[Tutor] COM Ports

D-Man dsh8290@rit.edu
Fri, 20 Apr 2001 17:15:29 -0400


On Fri, Apr 20, 2001 at 03:59:42PM -0700, kromag@nsacom.net wrote:
| > 
| > Oh, and I don't know anything about accessing serial ports on windows...
| > I'm used to just opening the serial device as a filehandle under BSD.
| > Sorry :)
| 
| But never let a chance like this go to waste.....
| 
| I have a project in the works that requires me to read data from a multi-port 
| serial card (which I don't have yet - it should arrive in the mail soon) and 
| squirt the data into a database.
| 
| I am using (at this moment) linux for this particular job, but would have no 
| problem switching to Free/NetBSD (I don't think PostGreSQL will run on 
| OpenBSD yet...). As I understand it, one has to create a C module to read 
| from the serial port in python under unix. I have read the Linux-Serial-
| Programming-HOWTO and the C Extentions Overview in Programming Python and am 
| beginning to get some idea of how creating such a mawnstah might work, but 
| would really like to see some example code that is a little less generic. 
|  
| Can you or any of the other clueful post some examples or url's for same?

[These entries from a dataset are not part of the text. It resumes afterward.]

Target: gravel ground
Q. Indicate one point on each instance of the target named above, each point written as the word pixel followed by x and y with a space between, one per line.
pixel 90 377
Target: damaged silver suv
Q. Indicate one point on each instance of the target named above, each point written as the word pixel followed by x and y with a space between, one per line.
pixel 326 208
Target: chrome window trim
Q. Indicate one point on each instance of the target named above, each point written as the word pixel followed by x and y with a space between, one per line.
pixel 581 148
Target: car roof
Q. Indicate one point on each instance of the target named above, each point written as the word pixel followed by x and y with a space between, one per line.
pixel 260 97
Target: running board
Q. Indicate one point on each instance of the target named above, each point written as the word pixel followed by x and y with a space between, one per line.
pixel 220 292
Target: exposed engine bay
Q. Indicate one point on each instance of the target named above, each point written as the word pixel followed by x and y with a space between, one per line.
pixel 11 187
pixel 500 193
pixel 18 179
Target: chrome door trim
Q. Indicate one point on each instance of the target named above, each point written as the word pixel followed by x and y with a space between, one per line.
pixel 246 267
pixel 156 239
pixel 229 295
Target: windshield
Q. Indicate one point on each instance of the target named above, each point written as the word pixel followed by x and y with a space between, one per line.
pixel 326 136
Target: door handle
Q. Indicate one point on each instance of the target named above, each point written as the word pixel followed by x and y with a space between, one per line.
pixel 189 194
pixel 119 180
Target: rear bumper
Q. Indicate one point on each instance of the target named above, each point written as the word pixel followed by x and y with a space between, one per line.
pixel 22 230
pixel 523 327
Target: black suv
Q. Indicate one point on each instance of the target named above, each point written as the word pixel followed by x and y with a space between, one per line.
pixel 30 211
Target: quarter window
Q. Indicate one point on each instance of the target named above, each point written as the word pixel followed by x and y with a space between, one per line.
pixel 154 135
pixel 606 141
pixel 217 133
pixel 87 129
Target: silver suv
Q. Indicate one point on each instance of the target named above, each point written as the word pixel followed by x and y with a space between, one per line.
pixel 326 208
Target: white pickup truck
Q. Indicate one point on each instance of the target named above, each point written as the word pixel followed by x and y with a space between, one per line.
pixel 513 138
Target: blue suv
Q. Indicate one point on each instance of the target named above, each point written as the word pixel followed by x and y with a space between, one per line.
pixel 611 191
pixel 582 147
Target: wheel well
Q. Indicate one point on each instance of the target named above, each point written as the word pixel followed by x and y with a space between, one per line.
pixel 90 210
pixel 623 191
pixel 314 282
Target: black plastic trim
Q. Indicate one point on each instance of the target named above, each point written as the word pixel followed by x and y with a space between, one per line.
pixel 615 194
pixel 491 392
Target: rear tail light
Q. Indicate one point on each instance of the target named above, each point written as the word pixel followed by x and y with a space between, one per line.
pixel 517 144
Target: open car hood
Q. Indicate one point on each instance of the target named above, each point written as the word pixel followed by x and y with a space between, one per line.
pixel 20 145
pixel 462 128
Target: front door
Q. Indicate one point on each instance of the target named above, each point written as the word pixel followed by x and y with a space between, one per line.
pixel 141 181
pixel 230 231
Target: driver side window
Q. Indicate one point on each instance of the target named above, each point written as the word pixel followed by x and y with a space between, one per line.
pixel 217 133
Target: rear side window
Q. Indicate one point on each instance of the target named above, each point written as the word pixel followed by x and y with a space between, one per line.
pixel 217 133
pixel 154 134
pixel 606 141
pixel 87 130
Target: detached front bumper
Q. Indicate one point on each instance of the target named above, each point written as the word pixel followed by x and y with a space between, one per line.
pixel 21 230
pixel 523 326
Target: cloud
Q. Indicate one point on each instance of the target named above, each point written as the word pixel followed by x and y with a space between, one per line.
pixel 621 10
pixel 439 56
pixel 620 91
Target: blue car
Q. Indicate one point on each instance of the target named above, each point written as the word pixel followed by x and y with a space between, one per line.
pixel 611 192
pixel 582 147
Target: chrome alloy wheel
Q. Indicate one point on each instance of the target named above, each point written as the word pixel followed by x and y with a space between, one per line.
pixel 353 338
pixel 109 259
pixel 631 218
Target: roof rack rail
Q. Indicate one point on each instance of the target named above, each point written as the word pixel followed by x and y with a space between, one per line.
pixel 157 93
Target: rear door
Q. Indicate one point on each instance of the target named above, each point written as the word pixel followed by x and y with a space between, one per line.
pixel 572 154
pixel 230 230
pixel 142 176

To toy with your modem, on COM3 (under linux) :

modem = open( "/dev/ttyS2" , "r+" )
modem.write( "ATZ" )
modem.write( "ATDT*80,4272000" )
print modem.readline()
print modem.readline()
print modem.readline()


<grin>.  Unix is rather orthogonal when it comes to device access.  It
treats everything as a file -- terminals, ttys, serial ports, actual
files.  The serial ports under Linux >= 2.2.x are /dev/ttySn  where n
is a single digit integer (I suppose you could have more serial ports,
but I only have at most 3 on my systems).  Simply open the device file
and read/write to your heart's content.  

The main thing to be careful of is knowing how the device will react
and interacting appropriately.  If instead I tried to 

print modem.read()

the interpreter will "hang" waiting for an EOF signal from the modem.
Of course, that isn't about to happen anytime soon.


I must confess that I too don't know how to open a Windows serial port
for reading/writing.  The following DOS command will copy a disk file
directly to a port:

copy /b Linux-Advocacy.ps LPT1

This is useful if you have, say, a postscript file and a postscript
printer on LPT1.

-D

PS.  Disclaimer :   Even though I did use the interactive interpreter
                    some when I was trying to get my modem to work, I
                    haven't done any serious serial (or parallel, or
                    USB, etc) programming and haven't read that HOWTO
                    you referred to.